Warm and Fuzzy in Aqaba

Almost 36 years to the day after the start of the Arab-Israeli Six Day War, President Bush sought to “end the occupation that started in 1967” by bringing together the Israeli and Palestinian prime ministers at the Red Sea Summit in Aqaba, Jordan. The president moved to kick-start the U.S.-endorsed roadmap for peace by declaring that “the Holy Land must be shared between a state of Palestine, and the State of Israel.” He commended Palestinian Prime Minister Mahmoud Abbas for promising “to work without compromise for a complete end of violence and terror” and made a point of noting–with Israeli Prime Minister Ariel Sharon within earshot–that “the issue of settlements must be addressed for peace to be achieved.”

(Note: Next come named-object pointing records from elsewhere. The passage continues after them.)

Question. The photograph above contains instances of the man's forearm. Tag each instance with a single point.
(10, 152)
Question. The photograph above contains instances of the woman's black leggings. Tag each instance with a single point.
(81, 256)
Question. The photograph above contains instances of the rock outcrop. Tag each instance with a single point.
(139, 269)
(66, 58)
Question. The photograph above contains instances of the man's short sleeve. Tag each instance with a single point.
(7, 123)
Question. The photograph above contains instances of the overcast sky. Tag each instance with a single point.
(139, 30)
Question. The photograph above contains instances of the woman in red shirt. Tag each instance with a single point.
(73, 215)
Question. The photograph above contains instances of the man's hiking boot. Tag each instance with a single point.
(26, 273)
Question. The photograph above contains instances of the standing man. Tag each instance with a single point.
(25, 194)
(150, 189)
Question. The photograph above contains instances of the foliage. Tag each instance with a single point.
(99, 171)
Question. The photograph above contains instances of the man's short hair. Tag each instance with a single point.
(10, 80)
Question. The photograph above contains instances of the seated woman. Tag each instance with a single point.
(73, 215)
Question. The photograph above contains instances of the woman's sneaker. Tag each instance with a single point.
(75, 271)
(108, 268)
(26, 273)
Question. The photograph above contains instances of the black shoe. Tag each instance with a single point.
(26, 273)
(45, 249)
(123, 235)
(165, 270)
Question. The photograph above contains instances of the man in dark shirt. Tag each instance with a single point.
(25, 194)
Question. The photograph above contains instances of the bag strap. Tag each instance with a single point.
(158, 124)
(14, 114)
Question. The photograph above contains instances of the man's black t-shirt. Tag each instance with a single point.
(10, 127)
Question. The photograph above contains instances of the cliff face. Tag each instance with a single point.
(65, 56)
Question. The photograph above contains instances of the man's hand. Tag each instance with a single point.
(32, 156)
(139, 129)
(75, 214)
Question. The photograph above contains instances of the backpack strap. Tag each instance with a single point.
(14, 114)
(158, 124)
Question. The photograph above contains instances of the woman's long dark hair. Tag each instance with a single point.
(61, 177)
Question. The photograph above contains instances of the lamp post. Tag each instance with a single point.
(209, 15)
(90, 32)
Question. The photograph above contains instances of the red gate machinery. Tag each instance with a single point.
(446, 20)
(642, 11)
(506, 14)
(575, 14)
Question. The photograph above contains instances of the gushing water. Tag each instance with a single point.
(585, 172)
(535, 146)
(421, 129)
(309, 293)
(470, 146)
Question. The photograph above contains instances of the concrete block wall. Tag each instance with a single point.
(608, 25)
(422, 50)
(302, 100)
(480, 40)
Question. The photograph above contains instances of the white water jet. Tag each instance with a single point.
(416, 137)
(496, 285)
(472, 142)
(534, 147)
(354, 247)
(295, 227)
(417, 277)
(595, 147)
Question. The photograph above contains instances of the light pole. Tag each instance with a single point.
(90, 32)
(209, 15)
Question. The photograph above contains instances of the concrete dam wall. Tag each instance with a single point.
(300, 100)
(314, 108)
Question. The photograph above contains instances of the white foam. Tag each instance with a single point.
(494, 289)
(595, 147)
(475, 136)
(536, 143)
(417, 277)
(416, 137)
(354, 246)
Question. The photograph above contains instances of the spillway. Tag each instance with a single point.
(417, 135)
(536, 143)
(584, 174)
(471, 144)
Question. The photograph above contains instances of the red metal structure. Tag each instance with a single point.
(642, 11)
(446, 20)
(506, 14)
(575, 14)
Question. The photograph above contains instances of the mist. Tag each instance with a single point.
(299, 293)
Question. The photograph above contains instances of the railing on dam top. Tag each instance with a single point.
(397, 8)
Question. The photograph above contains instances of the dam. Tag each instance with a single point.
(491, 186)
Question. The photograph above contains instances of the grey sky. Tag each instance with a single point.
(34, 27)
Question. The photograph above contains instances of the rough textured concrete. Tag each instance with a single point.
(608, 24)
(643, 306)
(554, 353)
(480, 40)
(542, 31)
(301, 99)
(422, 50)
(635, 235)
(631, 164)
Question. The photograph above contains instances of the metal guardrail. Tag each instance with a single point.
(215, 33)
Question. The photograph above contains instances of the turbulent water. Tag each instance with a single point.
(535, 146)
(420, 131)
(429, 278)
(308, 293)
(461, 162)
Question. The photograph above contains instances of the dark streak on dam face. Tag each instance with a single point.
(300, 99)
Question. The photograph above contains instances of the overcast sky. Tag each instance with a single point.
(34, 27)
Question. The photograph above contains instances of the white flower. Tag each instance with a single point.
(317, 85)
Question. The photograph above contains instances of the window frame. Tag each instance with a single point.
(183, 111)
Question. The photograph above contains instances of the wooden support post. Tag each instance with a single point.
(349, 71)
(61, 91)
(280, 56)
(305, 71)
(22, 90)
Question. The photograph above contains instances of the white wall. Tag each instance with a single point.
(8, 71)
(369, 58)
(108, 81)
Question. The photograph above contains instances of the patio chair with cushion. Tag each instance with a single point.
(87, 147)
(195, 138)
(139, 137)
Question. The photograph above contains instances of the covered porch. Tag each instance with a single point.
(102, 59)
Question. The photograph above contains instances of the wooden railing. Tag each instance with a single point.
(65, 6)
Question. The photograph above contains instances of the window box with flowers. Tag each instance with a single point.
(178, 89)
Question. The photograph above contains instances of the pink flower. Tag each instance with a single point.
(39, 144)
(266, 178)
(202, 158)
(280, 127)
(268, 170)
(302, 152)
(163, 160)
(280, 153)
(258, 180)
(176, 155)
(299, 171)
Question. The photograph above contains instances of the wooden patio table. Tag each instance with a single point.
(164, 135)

Prime Minister Abbas re-iterated that the Palestinian Authority accepted the roadmap “without any reservations.” More importantly, he unequivocally denounced and renounced “terrorism and violence against Israelis wherever they might be.” These words are a necessary but insufficient obligation on behalf of the Palestinian Authority. Necessary because it is critical for any future peace that the PA’s commitment to do everything in its power to end the tragically misguided Palestinian attacks against Israeli civilians be clearly articulated. Insufficient because words alone won’t cut it. Absent an agreement by the Palestinian militants to lay down their arms, Abbas is expected to disarm them by force, raising the ugly specter of a bloody Palestinian civil war.

While it inevitably has its shortcomings, one of the positive aspects of the roadmap is its requirement for parallel and reciprocal actions to be taken by the Israelis and Palestinians, and it is in this regard that Ariel Sharon’s performance at Aqaba came up short, less for what he said than for what he didn’t say. Sharon agreed to “immediately begin to remove unauthorized outposts” and asserted that Israel is “a society governed by the rule of law.” The problem is that Sharon’s reference is to the rule of Israeli law, not international law, for which Israel demonstrates disdainful contempt, at least as it applies to Israel’s obligations in the occupied territories. This was clearly manifested by Sharon’s studied omission of the word ‘settlements’ from his speech. While international law does not differentiate between Israeli ‘settlements’ and ‘outposts’ (both are illegal), and while the roadmap specifically requires that the government of Israel “freezes all settlement activity (including natural growth of settlements)” in its initial (current) phase, the only time Sharon has mentioned settlements publicly since the text of the roadmap was released was to avow that the issue is not up for imminent discussion.

The Red Sea Summit thus highlights the fact that the Palestinian prime minister unconditionally accepts the roadmap and the obligations assigned to him therein vis-à-vis the Palestinian rejectionists who oppose his government, while his Israeli counterpart heads the government that itself opposes its obligations under the plan.

The crux of the matter remains the willingness of the two warring parties to share the Holy Land. In 1993 the Palestinian leadership formally accepted Israel’s right to exist in its June 4th, 1967 border with mutually-agreed minor adjustments, thus agreeing to a lopsided sharing of the Holy Land: 78% for the Israeli state, 22% for the Palestinian state. Israel has not yet accepted that split. While the roadmap leaves undefined the specific parameters of the end game, it is nonetheless widely viewed as the only way out of the morass that has engulfed the Holy Land in recent years. If it is to progress beyond Phase I, the Israeli and Palestinian leaders must both accept their responsibilities, and decisively act upon them. Failure of either party to comply means the dissipation of what little optimism the Red Sea Summit may have produced, and the inevitable collapse of yet another peace process.

It was warm in Aqaba last Tuesday, so much so that Ariel Sharon visibly suffered from the temperature, wearily wiping the sweat off his brow as he stood at his lectern. More seriously, the new peace process is already compromised by the Israeli prime minister’s fuzzy logic that requires Mahmoud Abbas to disarm Palestinian militants before Israel matches the Palestinian Authority’s unconditional acceptance of the roadmap. It is now up to the White House to ensure that the roadmap is fully implemented by both sides. So far George W. Bush has talked the talk. It remains to be seen whether the president–whose middle name is Walker–will lead all concerned parties in walking the walk.